Au plus nous chérirons une amitié séculaire aussi mutuellement favorable, au plus sérieusement nous devrons en temps opportun nous préoccuper de notre autre sortie, de nos intérêts dans l’autre direction, afin de fuir tout prétexte à confrontation même dans un avenir lointain.
Les enjeux politiques ne s’évaluent pas à la seule aune du très court terme. Voilà pourquoi je dis que le sentiment populaire coïncide, cette fois pleinement, même si c’est inconscient, avec la signification politique de la grande question du mouvement vers Tsargrad. Espérons que l’histoire, que la vie elle-même, nous astreindra à accomplir ce pas, peut-être le plus important.
Mais quels que fussent le lieu et les conditions de la conclusion de la paix, nombreux sont ceux qui à Moscou expriment le souhait que parmi nos exigences envers la Porte, il s’en trouve une, pressante concernant le retour des églises aux Chrétiens, et sinon tous les sanctuaires, du moins les églises Orthodoxes qui furent transformées en mosquées par les conquérants.
Et on a en vue, plus que toute autre église, la célèbre Sainte Sophie.
Il est incontestable qu’il s’agisse du souhait le plus naturel et le plus beau.
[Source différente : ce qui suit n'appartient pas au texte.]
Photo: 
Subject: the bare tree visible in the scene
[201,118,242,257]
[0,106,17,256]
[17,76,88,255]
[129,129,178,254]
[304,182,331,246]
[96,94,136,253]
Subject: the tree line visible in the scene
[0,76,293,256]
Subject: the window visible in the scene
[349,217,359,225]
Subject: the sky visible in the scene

La présentation de cette exigence parmi tant d’autres, incomparablement plus lourdes et menaçantes pour la Turquie, est chose aisée. Dans tous les cas, cet objectif peut être atteint facilement, même dans le cas où la Porte conserverait jusqu’à un moment plus favorable une certaine autorité nominale sur les pays chrétiens libérés de l’action directe de l’administration turque. Voici pourquoi j’affirme que cela est chose facile. Il est impossible d’imaginer, par exemple, de quelle manière les profondes réformes exigées par la pacification durable de la péninsule balkanique pourraient être réalisées sans l’occupation plus ou moins longue de certains points du territoire de la Turquie par l’armée russe. Seule la présence prolongée de forces armées est en mesure de produire des résultats sérieux et de s’assurer que les réformes devant répondre aux besoins des Chrétiens pénètrent jusque dans la vie elle-même et ne se limitent pas à un jeu de phrases européennes et de termes progressistes.
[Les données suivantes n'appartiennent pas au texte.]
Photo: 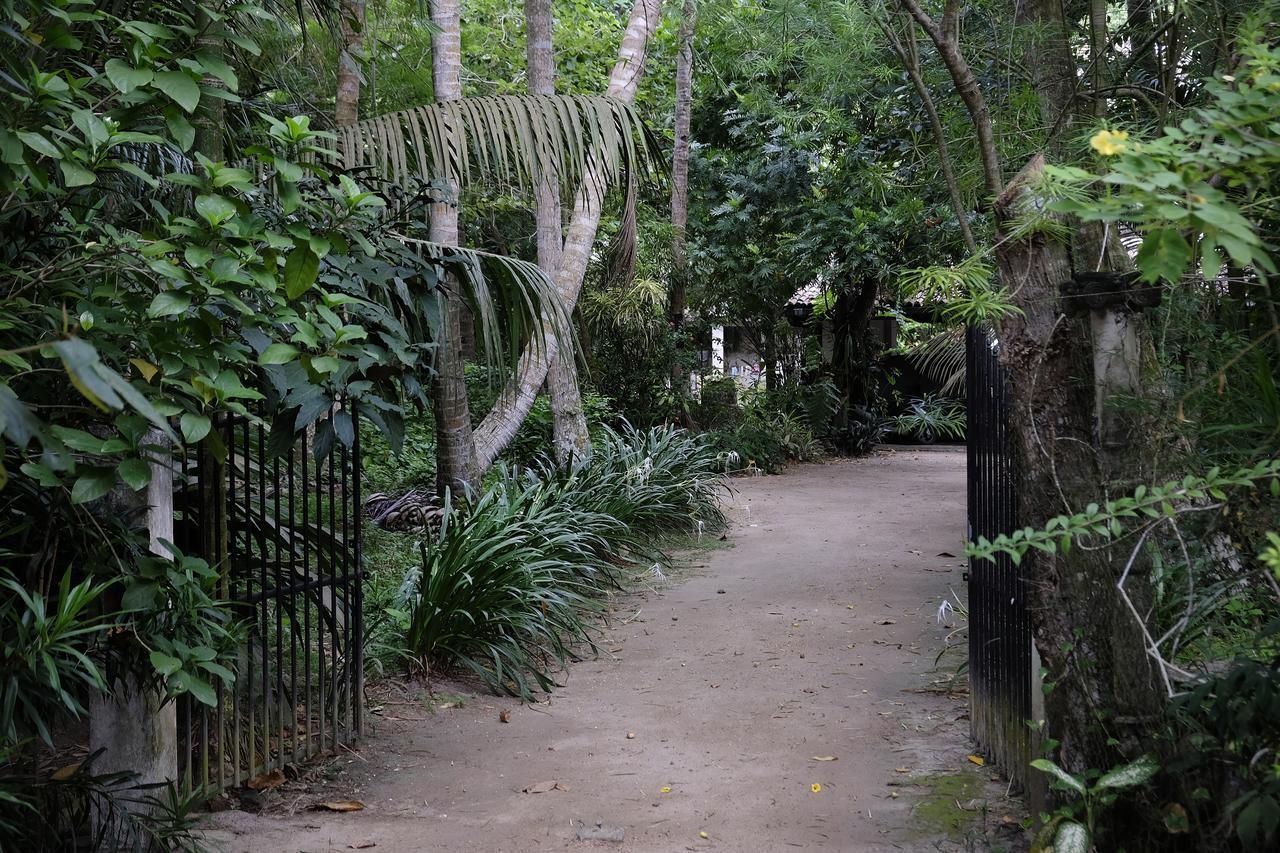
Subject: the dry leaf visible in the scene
[244,767,285,790]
Bien sûr, dans de telles circonstances, il sera possible de mettre en œuvre au moins les premières tentatives de restauration architecturale de l’église de Sainte Sophie. La restauration d’un tel monument grandiose ne peut être entreprise à la hâte et n’importe comment. L’église de Sainte Sophie est un trésor double : en même temps sanctuaire de la foi et perle architecturale. Seuls des artistes russes peuvent entreprendre cette affaire, sans se hâter et avec mûre réflexion.
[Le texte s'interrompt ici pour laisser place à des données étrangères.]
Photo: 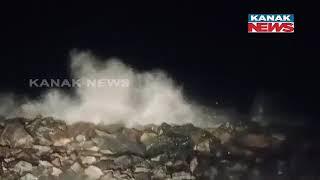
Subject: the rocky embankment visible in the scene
[0,118,318,180]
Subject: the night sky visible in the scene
[0,1,320,121]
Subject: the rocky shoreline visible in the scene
[0,117,318,180]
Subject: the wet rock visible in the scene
[32,145,52,156]
[13,161,32,175]
[81,156,97,165]
[26,117,70,146]
[203,166,218,180]
[20,173,38,180]
[70,162,83,174]
[94,159,117,170]
[134,172,151,180]
[152,166,170,179]
[68,122,95,139]
[92,130,145,155]
[147,132,192,159]
[0,122,34,148]
[140,132,158,146]
[172,171,196,180]
[84,166,103,180]
[236,134,272,149]
[190,157,199,173]
[193,139,210,153]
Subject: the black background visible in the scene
[0,1,320,121]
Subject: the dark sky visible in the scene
[0,0,320,119]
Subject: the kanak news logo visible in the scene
[248,14,294,33]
Autrement, notre vandalisme serait effroyablement pis que celui des Turcs. Ceux-ci ont très grossièrement badigeonné les icônes, escamotant leur sens religieux. Par négligence, ils ont enlaidi murs, arrachant des portions des merveilleuses mosaïques qui les couvraient. Ils ont enlevé de ce sanctuaire tous les objets et instruments du culte orthodoxe. A l’extérieur, ils ont flanqué le bâtiment de grossiers et lourds minarets, tardives et hideuses annexes. Mais tout cela est corrigible. Seulement, si une fois pour toutes, nous nous empressons de seulement sanctifier l’église, nous la gâcherons pour toujours…. Si nous continuons comme par le passé et dans ce cas faisons preuve de courage moral et politique seulement, sans faire preuve dans aucun domaine de l’audace d’esprit propre à tout peuple véritablement créatif et cultivé, n’auront-ils pas raison, du moins un tant soit peu, ceux qui prétendent que nous sommes une nation sachant mener des guerres brillantes et… sans doute également, diriger des pays annexés, mais que dans les domaines de l’esprit et de l’imagination nous sommes juste capables d’imiter servilement l’Occident ou dans les meilleurs des cas, de reproduire nos propres archaïsmes, et encore, de façon assez rare, et pas toujours avec succès.
Notons encore qu’excepté nous-mêmes, il n’est personne en Orient pour prendre sur soi la responsabilité de la restauration de Sainte Sophie. Le sort historique de ce sanctuaire relève évidemment des Grecs, ou, pour mieux dire, du Trône du Patriarcat Œcuménique. C’est par conséquent à la disposition de celui-ci qu’il doit demeurer. La justice l’exige. Mais le fait est qu’en cas de chute de la Turquie, le Patriarcat lui-même sera obligé de s’appuyer quasi exclusivement sur nous. En matière d’Orthodoxie, « il n’y a ni Hellène, ni Juif », ni Russe, ni bulgare, ni Grec, et l’église œcuménique, pourrait-on dire, de Sainte Sophie doit se dresser sur la rive du Bosphore en guise de symbole matériel de l’unité orthodoxe panorientale. Le Bosphore lui-même doit désormais devenir foyer de paix, de fraternité et d’unité de tous les Chrétiens d’Orient, sous la conduite de ceux qui parmi eux sont les plus forts, les plus expérimentés et dès lors les plus justes.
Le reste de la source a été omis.